Tanto para él como para ella el tiempo se fue. Muchas alegrías se abrieron a medida que los hijos crecían. Ella estaba unida con un corredor de bolsa, hombre prudente que le exigía atención. Él se percató que el sueldo que ganaba en la empresa solo servía para subsistir. Por lo que intentó abrirse paso por sí mismo. Salía muy temprano a visitar talleres para ofrecerles su mercancía y dormía en hosterías económicas para no excederse. Ella entregada a la supervisión en campo de una empresa editorial.
La lectura, los comentarios y los intercambios de impresiones por el correo los animaba a una amistad cercana. Para Navidad acordaron intercambiar regalos, sin tener que comprarlos. Algo de ellos.

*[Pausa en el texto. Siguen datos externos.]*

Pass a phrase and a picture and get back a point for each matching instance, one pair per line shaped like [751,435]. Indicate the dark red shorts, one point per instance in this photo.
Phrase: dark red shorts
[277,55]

Él le platicó sobre estrategias para vender y ella lo animaba a que siguiera escribiendo y al mismo tiempo le corregía los textos. Su amistad se fortaleció, de tal manera que las veces que se ausentaban por exigencias de la vida, tanto él como ella sacaban un instante para desearse un buen día.
Él se encontró con un collar de obsidianas, y las imágenes estallaron en su mente al recordar la tormenta en la alameda y la jovencita temerosa que al despedirse le había besado. Ella con una piedra en forma de corazón con un ámbar trozado por rayas negras que le recordaba al joven que la llevó hacia los juegos de agua y que compartieron el paraguas. Aun vislumbra los destellos amarillos de las lámparas y la penumbra parda de los álamos y el impulso de sus labios.